The New York Public Theater production of Julius Caesar with a President Donald Trump lookalike in the lead role has prompted two major corporate sponsors to pull their support.
Noting the violent assassination scene, Delta Air Lines terminated its four-year-old sponsorship of Public Theater, while Bank of America, an 11-year backer, withdrew its sponsorship of the controversial play, but not of the nonprofit theater company. (It is worth noting Delta backed Public Theater when their 2012 production of Julius Caesar featured a Barack Obama-inspired lead.)
The current Central Park production and resulting controversy prompted Esquire, Vox, Slate and many other news outlets to recall Orson Welles’ production with the Mercury Theatre.

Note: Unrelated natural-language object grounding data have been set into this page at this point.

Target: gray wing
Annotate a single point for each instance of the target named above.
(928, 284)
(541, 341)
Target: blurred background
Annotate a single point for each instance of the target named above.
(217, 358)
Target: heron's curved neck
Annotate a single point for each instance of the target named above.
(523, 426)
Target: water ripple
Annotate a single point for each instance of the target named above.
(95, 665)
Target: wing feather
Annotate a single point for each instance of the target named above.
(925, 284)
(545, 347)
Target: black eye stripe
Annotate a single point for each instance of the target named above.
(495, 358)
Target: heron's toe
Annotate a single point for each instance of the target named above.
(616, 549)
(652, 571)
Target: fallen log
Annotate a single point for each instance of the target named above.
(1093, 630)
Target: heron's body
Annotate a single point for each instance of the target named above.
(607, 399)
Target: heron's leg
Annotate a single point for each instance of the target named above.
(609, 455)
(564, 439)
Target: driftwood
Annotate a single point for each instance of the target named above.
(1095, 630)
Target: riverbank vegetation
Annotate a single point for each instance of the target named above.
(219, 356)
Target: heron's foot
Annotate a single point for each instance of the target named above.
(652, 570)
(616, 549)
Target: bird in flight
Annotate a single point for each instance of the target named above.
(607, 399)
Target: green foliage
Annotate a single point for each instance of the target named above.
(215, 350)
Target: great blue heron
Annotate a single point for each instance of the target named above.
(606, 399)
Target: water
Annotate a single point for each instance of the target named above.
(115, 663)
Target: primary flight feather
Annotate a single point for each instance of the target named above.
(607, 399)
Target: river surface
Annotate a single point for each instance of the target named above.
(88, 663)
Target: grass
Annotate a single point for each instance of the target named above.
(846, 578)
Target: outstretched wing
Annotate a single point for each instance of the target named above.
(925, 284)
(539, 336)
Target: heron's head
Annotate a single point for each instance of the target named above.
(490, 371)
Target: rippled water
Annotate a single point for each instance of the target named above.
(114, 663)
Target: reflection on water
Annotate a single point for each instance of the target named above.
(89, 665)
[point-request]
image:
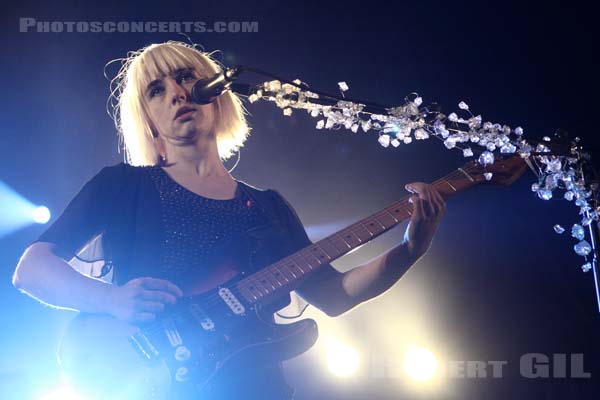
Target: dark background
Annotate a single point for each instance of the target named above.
(497, 283)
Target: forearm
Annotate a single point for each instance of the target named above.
(48, 278)
(378, 275)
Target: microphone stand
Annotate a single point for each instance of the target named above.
(562, 147)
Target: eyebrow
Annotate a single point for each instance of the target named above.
(155, 82)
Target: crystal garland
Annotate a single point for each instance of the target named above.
(558, 175)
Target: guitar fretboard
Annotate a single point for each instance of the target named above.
(287, 274)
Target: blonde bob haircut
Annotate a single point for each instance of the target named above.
(129, 109)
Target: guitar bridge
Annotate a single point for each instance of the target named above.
(206, 323)
(144, 346)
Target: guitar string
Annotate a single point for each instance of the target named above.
(215, 299)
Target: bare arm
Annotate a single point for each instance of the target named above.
(45, 275)
(344, 291)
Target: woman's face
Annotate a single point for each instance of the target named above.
(177, 119)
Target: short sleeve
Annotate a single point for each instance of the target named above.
(86, 215)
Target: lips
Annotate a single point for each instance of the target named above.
(183, 110)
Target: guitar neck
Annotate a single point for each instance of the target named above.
(287, 274)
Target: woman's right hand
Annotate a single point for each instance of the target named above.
(141, 299)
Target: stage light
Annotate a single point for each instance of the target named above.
(62, 393)
(18, 212)
(420, 364)
(40, 214)
(342, 359)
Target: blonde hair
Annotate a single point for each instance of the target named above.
(129, 108)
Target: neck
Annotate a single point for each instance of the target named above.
(200, 162)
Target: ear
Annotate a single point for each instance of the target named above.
(159, 143)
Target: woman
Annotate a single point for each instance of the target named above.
(174, 207)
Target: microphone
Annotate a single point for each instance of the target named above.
(205, 91)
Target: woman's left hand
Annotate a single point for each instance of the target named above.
(428, 209)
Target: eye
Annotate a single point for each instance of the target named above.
(155, 91)
(185, 76)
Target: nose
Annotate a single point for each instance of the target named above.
(178, 93)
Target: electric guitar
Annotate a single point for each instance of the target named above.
(203, 338)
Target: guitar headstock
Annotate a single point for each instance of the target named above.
(504, 170)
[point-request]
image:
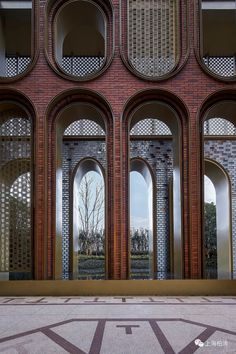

His then innovative modern-dress version drew inspiration from fascist Italy and Nazi Germany.
The Atlantic cited an 80-year old review in The Nation that described Welles’s Caesar as “the most vivid production of Shakespeare seen in New York in this generation.”
The New York Journal opined at the time, “It would have been a fascinating experiment even if it had failed. That it succeeds so admirably is enough to blow the hinges off the dictionary.”
Welles’ Caesar, the freshman stage production of the Mercury Theatre, opened on Nov. 11, 1937.
Welles starred as Brutus. Other cast members included Joseph Holland , George Coulouris, Joseph Cotten and Norman Lloyd,
The production inspired the Robert Kaplow’s novel Me and Orson Welles and Richard Linklater’s 2008 film of the same name starring Zac Efron and Christian McKay.